O calcitriol (vitamina D) não é tão recomendado pelo risco de hipercalcemia. No entanto, análogos do calcitriol (Paricalcitol) podem ser indicados (se 25-OH-vitD< 30) para suprimir a produção de PTH. O cinacalcete também pode auxiliar na redução dos níveis de PTH.

Anemia

O alvo da hemoglobina nestes pacientes é de 10mg/dl. Em casos de Hb mais baixa, recomenda-se a utilização de Agentes Estimuladores da Eritropoiese (AEE) ou eritropoetina (EPO), uma vez descartada causas carenciais (ferro, ácido fólico e vitamina B12). 

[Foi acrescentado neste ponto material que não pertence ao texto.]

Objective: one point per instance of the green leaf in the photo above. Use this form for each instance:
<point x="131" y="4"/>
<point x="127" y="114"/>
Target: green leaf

Desequilíbrios hidroeletrolíticos

Para manter uma euvolemia, recomenda-se a restrição de sal na dieta, podendo se utilizar furosemida, algumas vezes em combinação com metolazona. Em casos de hipercalemia, é preciso restringir o potássio da dieta, evitar IECAs e BRAs e utilizar poliestireno de sódio, se refratária a essas medidas, considerar diálise.

Estágios avançados da Doença Renal Crônica

Em estágios avançados, a diálise pode ser necessária para substituir a função renal. Existem dois tipos principais de diálise: hemodiálise e diálise peritoneal. Apesar de a diálise conseguir substituir algumas funções renais, o transplante renal é a opção mais eficaz para restaurar a funcionalidade do órgão.

Conclusão

A Doença Renal Crônica é uma condição médica complexa e progressiva que afeta uma parcela significativa da população mundial. O diagnóstico precoce, a identificação das causas subjacentes e o tratamento adequado são cruciais para retardar a sua progressão e melhorar a qualidade de vida dos pacientes. 

À medida que a pesquisa continua avançando, novas abordagens terapêuticas e estratégias de tratamento continuam a emergir, oferecendo esperança para aqueles que vivem com a doença. Portanto, a educação contínua e o acesso a cuidados médicos de alta qualidade desempenham um papel crucial na abordagem da Doença Renal Crônica.